E nos dias de Hoje em relação ao Emprego e às políticas de Emprego?

 

A estratégia está muito bem montada por parte dos grandes grupos financeiros e económicos e por parte do poder político. Interessa dividir classes sociais, gerações de trabalhadores, sectores, em nome da forte rentabilidade descartam-se os recursos humanos. Aos Jovens que chegam agora ao mercado de trabalho diz-se que o estado social não comporta tantas reformas e o envelhecimento e da população. À população no activo afirma-se a oposição a jovens e  idosos.                                                                                                                                                                   

 

Aos trabalhadores do sector privado afirma-se que os da Função publica são ociosos. Aos trabalhadores dos vários sectores produtivos afirma-se a ociosidade dos sector terciário. O desmantelamento das classes médias é já um sintoma de que estas também já fazem parte de uma certa forma de “Lumpen”. Caminham a passos largos para uma vida sem esperança num presente ou num futuro.                                                              

 

São já aquilo que em Inglaterra se designa por  “hopeless”- são estes que vivem em bairros degradados, que começam a viver em bairros degradados. São estes que morrem.

 

O caso “France Telecom” é já um referencial no estudo da epidemiologia do Suicídio. Um paradigma. Mas não o único. Ignoram-se e são escamoteadas as estatísticas de Suicídio das profissões de risco ou que lidam com o risco, no limiar da vida e da morte: da classe médica, não é noticiado, dos professores, dos militares, dos agentes da polícia e muitos outros.                                                                                         

 

Em muitos destes casos estas mortes são consideradas como acidentes de trabalho ou noticiadas como tal num processo algo obscuro, nebuloso.                                                                               

 

Referência apenas para estudos americanos que apontam para uma série de suicídios em militares das tropas americanas em exercício no Iraque e no Afeganistão.

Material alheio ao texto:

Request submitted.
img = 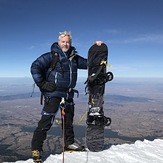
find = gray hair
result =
[58,31,72,41]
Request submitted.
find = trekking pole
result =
[61,106,65,163]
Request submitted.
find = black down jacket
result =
[31,43,87,98]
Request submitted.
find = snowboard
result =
[85,43,113,152]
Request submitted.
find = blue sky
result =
[0,0,163,77]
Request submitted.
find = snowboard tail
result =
[85,43,113,152]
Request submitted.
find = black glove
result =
[37,81,56,92]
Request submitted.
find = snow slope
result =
[3,139,163,163]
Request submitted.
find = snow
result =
[5,139,163,163]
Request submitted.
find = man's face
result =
[58,36,71,52]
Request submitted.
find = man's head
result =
[58,31,72,52]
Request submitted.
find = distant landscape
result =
[0,78,163,162]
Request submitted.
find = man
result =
[31,31,102,162]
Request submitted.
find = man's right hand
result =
[37,81,56,92]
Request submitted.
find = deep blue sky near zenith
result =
[0,0,163,77]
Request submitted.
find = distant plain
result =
[0,78,163,162]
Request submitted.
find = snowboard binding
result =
[86,107,111,127]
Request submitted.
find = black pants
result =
[31,97,74,151]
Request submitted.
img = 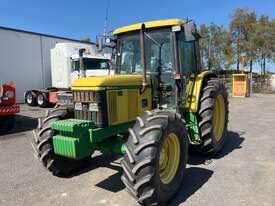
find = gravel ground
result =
[0,95,275,206]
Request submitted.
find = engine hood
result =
[72,75,150,90]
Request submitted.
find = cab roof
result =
[113,19,185,35]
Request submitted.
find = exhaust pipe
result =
[79,48,86,78]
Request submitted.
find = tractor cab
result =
[113,19,203,108]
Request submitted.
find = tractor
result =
[32,19,228,205]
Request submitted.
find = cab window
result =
[179,32,197,74]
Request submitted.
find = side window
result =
[179,32,196,74]
[72,60,79,71]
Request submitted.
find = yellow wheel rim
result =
[159,133,180,184]
[212,95,225,141]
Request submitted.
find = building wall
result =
[0,28,88,103]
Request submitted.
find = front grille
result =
[73,91,108,127]
[73,91,98,102]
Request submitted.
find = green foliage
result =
[200,9,275,74]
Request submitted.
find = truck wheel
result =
[0,115,15,134]
[25,91,37,106]
[121,110,188,205]
[31,107,86,176]
[194,79,229,155]
[37,92,49,108]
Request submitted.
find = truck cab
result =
[0,81,20,134]
[25,43,114,107]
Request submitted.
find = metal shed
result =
[0,27,93,103]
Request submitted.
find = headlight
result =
[6,91,14,99]
[89,103,99,112]
[74,102,82,110]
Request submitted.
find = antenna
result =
[103,0,110,37]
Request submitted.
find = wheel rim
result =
[159,133,180,184]
[27,94,33,104]
[37,95,44,105]
[212,95,225,141]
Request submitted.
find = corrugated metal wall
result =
[0,28,88,103]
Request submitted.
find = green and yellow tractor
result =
[32,19,228,205]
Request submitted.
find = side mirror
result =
[184,22,201,42]
[96,36,103,52]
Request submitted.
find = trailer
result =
[24,43,114,108]
[0,81,20,134]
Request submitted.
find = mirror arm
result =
[139,24,147,93]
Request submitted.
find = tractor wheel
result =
[25,91,37,106]
[37,92,49,108]
[0,115,15,134]
[121,110,188,205]
[194,79,229,155]
[31,107,86,176]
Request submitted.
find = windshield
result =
[118,28,173,74]
[73,58,110,71]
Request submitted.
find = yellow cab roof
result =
[113,19,187,35]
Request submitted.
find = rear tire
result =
[37,92,49,108]
[0,115,15,134]
[32,107,84,176]
[121,110,188,205]
[192,78,229,155]
[25,91,37,106]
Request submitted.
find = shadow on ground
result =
[0,114,37,140]
[62,131,244,202]
[169,167,214,206]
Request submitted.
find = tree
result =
[230,9,257,72]
[255,15,275,75]
[200,23,232,70]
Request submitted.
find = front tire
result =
[121,110,188,205]
[25,91,37,106]
[37,92,49,108]
[32,107,84,176]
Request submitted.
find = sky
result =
[0,0,275,71]
[0,0,275,40]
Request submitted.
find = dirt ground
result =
[0,95,275,206]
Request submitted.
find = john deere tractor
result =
[33,19,228,205]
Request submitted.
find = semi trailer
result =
[24,43,113,107]
[0,81,20,134]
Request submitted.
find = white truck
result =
[25,43,114,107]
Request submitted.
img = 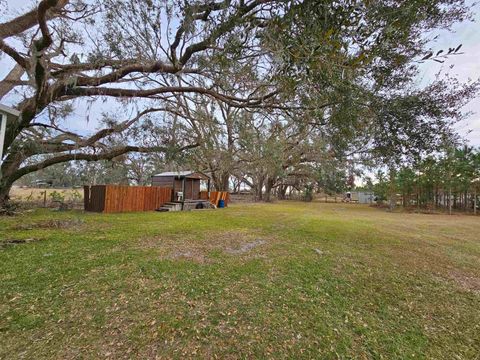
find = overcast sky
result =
[0,0,480,146]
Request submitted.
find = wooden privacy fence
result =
[83,185,172,213]
[200,191,230,206]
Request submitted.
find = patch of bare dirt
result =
[0,238,43,248]
[225,239,266,255]
[448,270,480,294]
[140,231,268,263]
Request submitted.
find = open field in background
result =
[0,202,480,359]
[10,186,83,206]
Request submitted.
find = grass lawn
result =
[0,202,480,359]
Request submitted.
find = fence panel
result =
[84,185,172,213]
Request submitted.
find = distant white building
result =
[346,191,375,204]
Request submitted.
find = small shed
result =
[152,170,210,201]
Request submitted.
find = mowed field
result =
[10,186,83,204]
[0,202,480,359]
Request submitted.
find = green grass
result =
[0,202,480,359]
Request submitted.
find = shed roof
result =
[153,170,209,180]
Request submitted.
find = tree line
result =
[0,0,479,206]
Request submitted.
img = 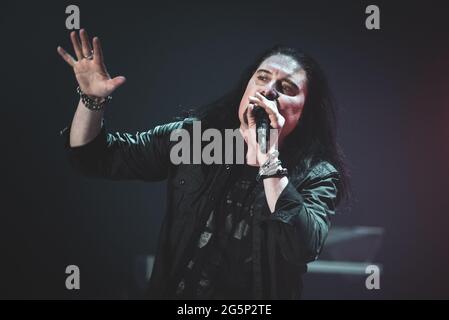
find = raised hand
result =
[57,29,126,98]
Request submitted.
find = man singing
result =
[58,30,349,299]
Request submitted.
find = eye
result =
[281,84,293,94]
[257,74,269,82]
[280,82,296,96]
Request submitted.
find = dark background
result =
[0,1,449,299]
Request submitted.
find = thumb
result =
[108,76,126,90]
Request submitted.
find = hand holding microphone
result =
[244,92,285,166]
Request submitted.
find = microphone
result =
[253,106,270,153]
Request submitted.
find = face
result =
[239,54,307,141]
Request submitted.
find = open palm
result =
[57,29,126,98]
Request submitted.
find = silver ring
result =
[84,50,94,60]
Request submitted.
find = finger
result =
[93,37,104,64]
[108,76,126,91]
[70,31,83,60]
[246,103,256,127]
[57,47,75,67]
[248,96,276,115]
[80,29,92,57]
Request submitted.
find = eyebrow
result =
[256,69,302,90]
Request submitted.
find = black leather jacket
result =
[61,119,339,299]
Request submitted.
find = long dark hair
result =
[195,46,350,200]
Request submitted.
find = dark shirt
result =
[175,165,258,299]
[62,119,339,299]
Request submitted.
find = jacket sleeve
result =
[265,163,339,265]
[61,121,183,181]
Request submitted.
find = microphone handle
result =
[253,106,270,153]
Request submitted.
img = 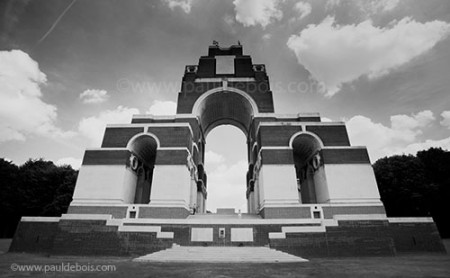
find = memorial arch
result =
[10,43,445,256]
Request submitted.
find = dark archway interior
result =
[199,91,254,137]
[292,134,321,204]
[129,135,158,204]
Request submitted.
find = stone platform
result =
[133,245,308,263]
[10,214,445,258]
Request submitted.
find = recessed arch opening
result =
[127,134,158,204]
[291,133,326,204]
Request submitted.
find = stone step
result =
[133,245,308,263]
[187,213,262,219]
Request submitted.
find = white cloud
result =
[80,89,109,103]
[147,100,177,116]
[325,0,400,16]
[233,0,283,28]
[163,0,193,14]
[362,0,400,14]
[205,160,248,212]
[55,157,82,170]
[294,2,312,19]
[287,17,450,96]
[440,111,450,128]
[262,33,272,41]
[78,106,139,146]
[0,50,74,142]
[347,111,450,162]
[205,151,225,165]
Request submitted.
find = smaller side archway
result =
[290,132,328,204]
[127,134,158,204]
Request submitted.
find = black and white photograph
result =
[0,0,450,278]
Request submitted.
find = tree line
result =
[373,148,450,238]
[0,148,450,238]
[0,158,78,238]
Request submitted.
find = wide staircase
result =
[133,244,308,263]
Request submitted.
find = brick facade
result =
[10,219,445,258]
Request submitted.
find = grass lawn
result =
[0,253,450,278]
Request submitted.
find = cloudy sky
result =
[0,0,450,213]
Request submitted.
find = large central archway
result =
[205,125,248,213]
[193,87,258,214]
[193,87,258,137]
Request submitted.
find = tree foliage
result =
[0,159,78,237]
[373,148,450,237]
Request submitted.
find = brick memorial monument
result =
[10,44,445,257]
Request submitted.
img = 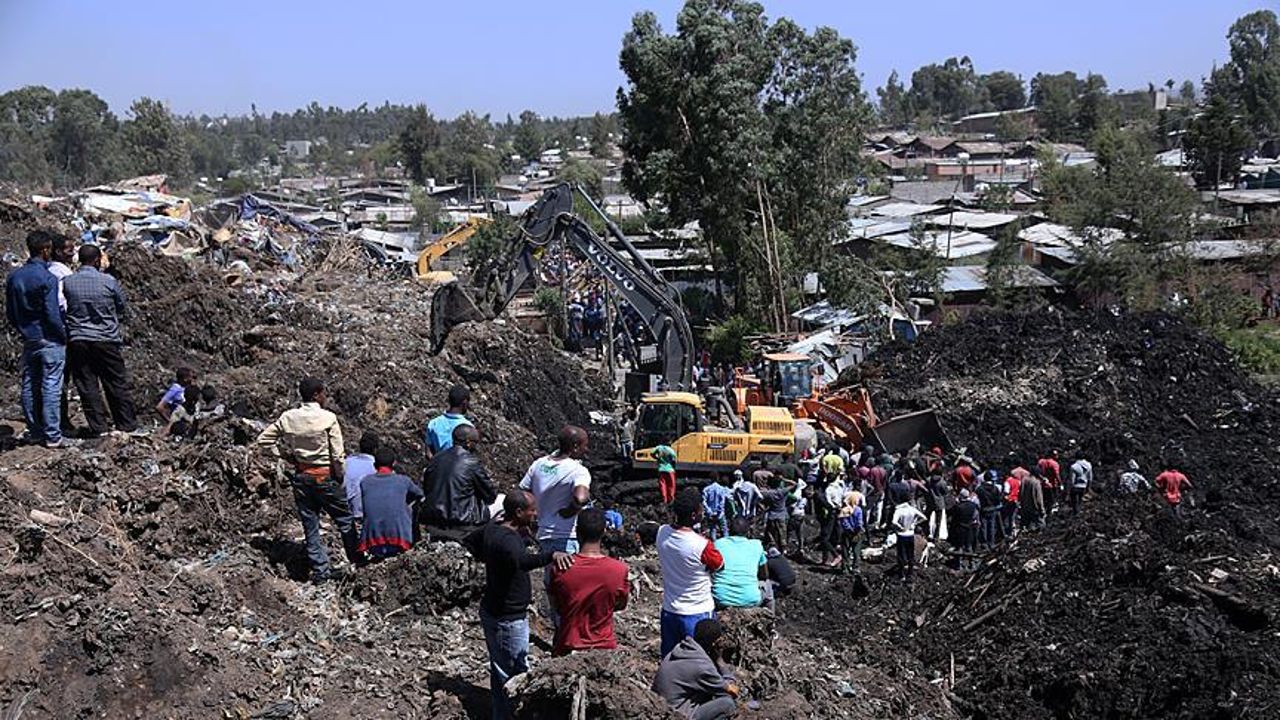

Mortes que muitas das vezes são referenciadas como em combate ou tendo origem em atentados. Nada mais falso. Já há estudos sobre isso.                                                                                                                                                                                            

 

Em Portugal, tem havido, nos últimos anos um acréscimo de Suicídios entre os agentes da Polícia de Segurança Pública o que levou o Gabinete de Apoio psicológico da PSP a estabelecer um protocolo de linha de Intervenção preventiva com a SPS( Sociedade Portuguesa de Suicidologia ( ver site: www.spsuicidologia.pt)
     

No Fundo da névoa como na frase de um Poema de Herberto Helder: “ É Sempre outra coisa, uma só coisa coberta de nomes”(…) porque afinal tudo isto é um sintoma de uma Sociedade anómica.